Once the functionality has been extended to more use cases and the documentation is more complete, it is envisioned that SeFo might be added to the Octave Forge repository, from which it might be accessed by a wider user base.

Users are encouraged to submit bugs and patches to the repository issue tracker on Bitbucket.

(2) Availability

Operating system

While in theory the package should run in any operating system for which Octave is available, including Windows, it has only been tested in Unix-like environments (Linux and Mac OS X).

Programming language

The package requires GNU Octave (Version 3.8 or newer) with the linear-algebra [28], nan [29], netcdf [30], and splines [31] packages installed.

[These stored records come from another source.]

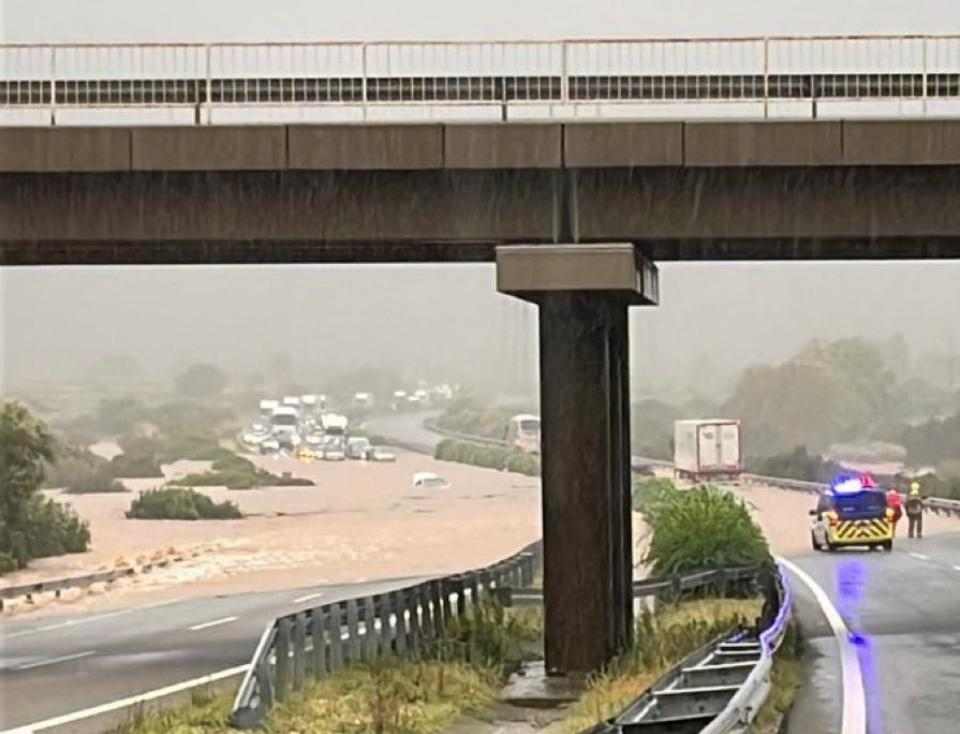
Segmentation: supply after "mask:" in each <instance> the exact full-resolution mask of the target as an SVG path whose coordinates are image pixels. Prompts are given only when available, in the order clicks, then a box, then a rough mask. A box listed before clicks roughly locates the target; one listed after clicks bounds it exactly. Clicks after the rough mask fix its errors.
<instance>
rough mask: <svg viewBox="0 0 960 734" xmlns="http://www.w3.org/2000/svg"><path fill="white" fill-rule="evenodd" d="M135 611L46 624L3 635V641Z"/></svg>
mask: <svg viewBox="0 0 960 734" xmlns="http://www.w3.org/2000/svg"><path fill="white" fill-rule="evenodd" d="M133 611H135V610H134V609H121V610H119V611H116V612H109V613H107V614H98V615H96V616H95V617H83V618H81V619H70V620H67V621H66V622H58V623H56V624H48V625H45V626H43V627H34V628H33V629H29V630H23V631H22V632H14V633H13V634H10V635H4V639H7V640H12V639H13V638H15V637H25V636H27V635H37V634H40V633H41V632H53V631H54V630H59V629H65V628H67V627H76V626H78V625H81V624H90V623H91V622H99V621H100V620H102V619H109V618H110V617H119V616H120V615H121V614H129V613H130V612H133Z"/></svg>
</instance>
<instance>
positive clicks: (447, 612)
mask: <svg viewBox="0 0 960 734" xmlns="http://www.w3.org/2000/svg"><path fill="white" fill-rule="evenodd" d="M437 590H438V593H439V595H440V614H441V616H442V618H443V627H444V629H446V627H447V624H448V623H449V622H450V617H451V616H452V615H453V610H452V609H451V608H450V585H449V584H448V583H447V580H446V579H437Z"/></svg>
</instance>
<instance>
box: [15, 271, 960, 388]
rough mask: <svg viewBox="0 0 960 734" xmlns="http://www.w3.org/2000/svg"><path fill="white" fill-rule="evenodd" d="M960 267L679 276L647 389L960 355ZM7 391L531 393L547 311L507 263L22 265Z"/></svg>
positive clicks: (637, 318)
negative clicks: (842, 365) (304, 388)
mask: <svg viewBox="0 0 960 734" xmlns="http://www.w3.org/2000/svg"><path fill="white" fill-rule="evenodd" d="M957 282H960V264H958V263H954V262H944V261H941V262H902V263H802V262H788V263H763V264H733V263H726V264H721V263H699V264H689V263H688V264H681V263H672V264H671V263H667V264H664V265H663V266H662V267H661V305H660V306H659V307H655V308H635V309H633V310H632V314H631V352H632V354H631V357H632V362H633V382H634V386H633V387H634V394H635V396H636V395H645V394H651V393H652V394H656V393H658V392H660V391H665V390H680V391H687V390H694V391H702V390H703V389H704V388H706V389H707V390H712V389H717V388H716V385H718V384H722V383H723V382H724V381H725V380H727V379H728V378H729V377H731V376H732V374H733V373H734V372H735V371H737V370H739V369H740V368H742V367H744V366H747V365H750V364H753V363H758V362H770V361H777V360H782V359H785V358H787V357H789V356H790V354H791V353H792V352H793V351H795V350H796V349H797V348H798V347H799V346H801V345H802V344H803V343H804V342H805V341H807V340H809V339H811V338H822V339H832V338H837V337H843V336H862V337H866V338H870V339H886V338H888V337H890V336H893V335H894V334H896V333H898V332H899V333H902V334H903V335H904V336H905V337H906V339H907V341H908V343H909V345H910V347H911V352H912V353H913V354H915V355H916V354H918V353H922V352H926V351H931V350H934V351H946V350H951V351H952V350H953V348H954V347H955V346H956V345H958V344H960V320H958V319H957V314H960V289H958V288H957V287H956V284H957ZM0 293H2V296H0V306H2V319H0V329H2V342H0V347H2V350H0V351H2V360H3V362H2V364H3V369H4V375H5V382H6V386H7V388H8V389H9V388H12V387H15V386H16V385H17V384H18V383H22V382H24V381H34V380H38V379H44V380H45V379H55V380H72V379H76V378H77V377H78V376H82V375H83V374H84V373H85V372H86V371H87V370H88V368H89V367H90V366H91V365H92V364H94V363H95V362H96V360H97V359H98V358H99V357H101V356H104V355H112V354H124V355H131V356H133V357H135V358H136V359H137V360H138V361H139V362H140V364H141V365H142V366H143V368H144V370H145V372H146V373H147V375H148V376H150V377H153V378H155V379H158V380H166V379H167V378H168V377H169V375H170V374H171V373H172V372H173V371H174V370H175V369H177V368H180V367H182V366H184V365H185V364H189V363H191V362H196V361H211V362H214V363H217V364H219V365H221V366H223V367H224V368H225V369H227V371H228V372H230V373H231V374H232V375H234V376H236V377H242V376H243V375H247V374H250V373H251V372H256V371H266V372H268V373H269V370H270V367H271V361H272V360H273V359H274V358H275V355H277V354H281V353H285V354H287V355H289V357H290V359H291V361H292V363H293V371H294V375H295V376H296V377H297V379H300V380H304V381H307V382H309V381H311V380H318V379H321V378H322V377H323V376H324V375H329V374H331V373H333V372H343V371H348V370H350V369H351V368H355V367H360V366H379V367H389V368H393V369H395V370H396V371H397V372H399V373H402V374H406V375H408V376H410V377H415V376H416V375H418V374H423V375H424V376H429V377H430V378H434V377H445V376H446V377H447V378H448V379H453V380H462V381H465V382H472V383H475V384H482V385H485V386H493V387H497V388H500V389H503V390H506V391H511V390H512V391H516V390H532V386H533V384H534V383H533V381H534V379H535V376H536V338H537V330H536V312H535V309H534V308H533V307H532V306H530V305H528V304H525V303H522V302H520V301H518V300H516V299H513V298H510V297H507V296H504V295H500V294H498V293H496V290H495V285H494V270H493V266H492V265H488V266H485V265H459V266H454V265H436V266H425V265H397V266H383V265H363V266H346V265H343V266H319V265H318V266H272V267H247V266H225V267H166V268H159V267H142V268H106V267H104V268H49V269H42V268H13V269H6V270H4V271H2V272H0Z"/></svg>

Additional system requirements

An Internet connection is required to download observational data and numerical weather prediction model ensemble output. Data and intermediate files are stored locally, which will typically require one to several gigabytes of space, depending on the use case.

Dependencies

There are no dependencies beyond those for Octave with the indicated packages.

Software location

Archive (e.g. institutional repository, general repository)

Name: figshare

Persistent identifier:https://dx.doi.org/10.6084/m9.figshare.3114844.v1 (tarball of version 0.0.2)

License: CC-BY

Publisher: NY Krakauer

Date published: 15/03/16

Code Repository (e.g. SourceForge, GitHub etc.)

Name: Bitbucket

Identifier:https://bitbucket.org/niryk/sefo

License: GPL V3+

Date published: 15/03/16

Language

Octave

(3) Reuse potential

Given the modular structure of SeFo, it could be extended with comparatively little additional work within the seasonal forecast context to accommodate alternative weather variables (such as precipitation or sunniness, although because these are farther than temperature from a normal distribution, some modification in the forecast methods would be advisable [32, 33]), observation data sources, sources of ensemble outputs (besides NMME), and methods for generating forecasts from ensemble outputs and past observations. Many of the components of SeFo, including the specific forecast and verification methods implemented in the functions called by sefo_predict and sefo_verify, could also be reused for forecasting applications in fields outside of weather prediction.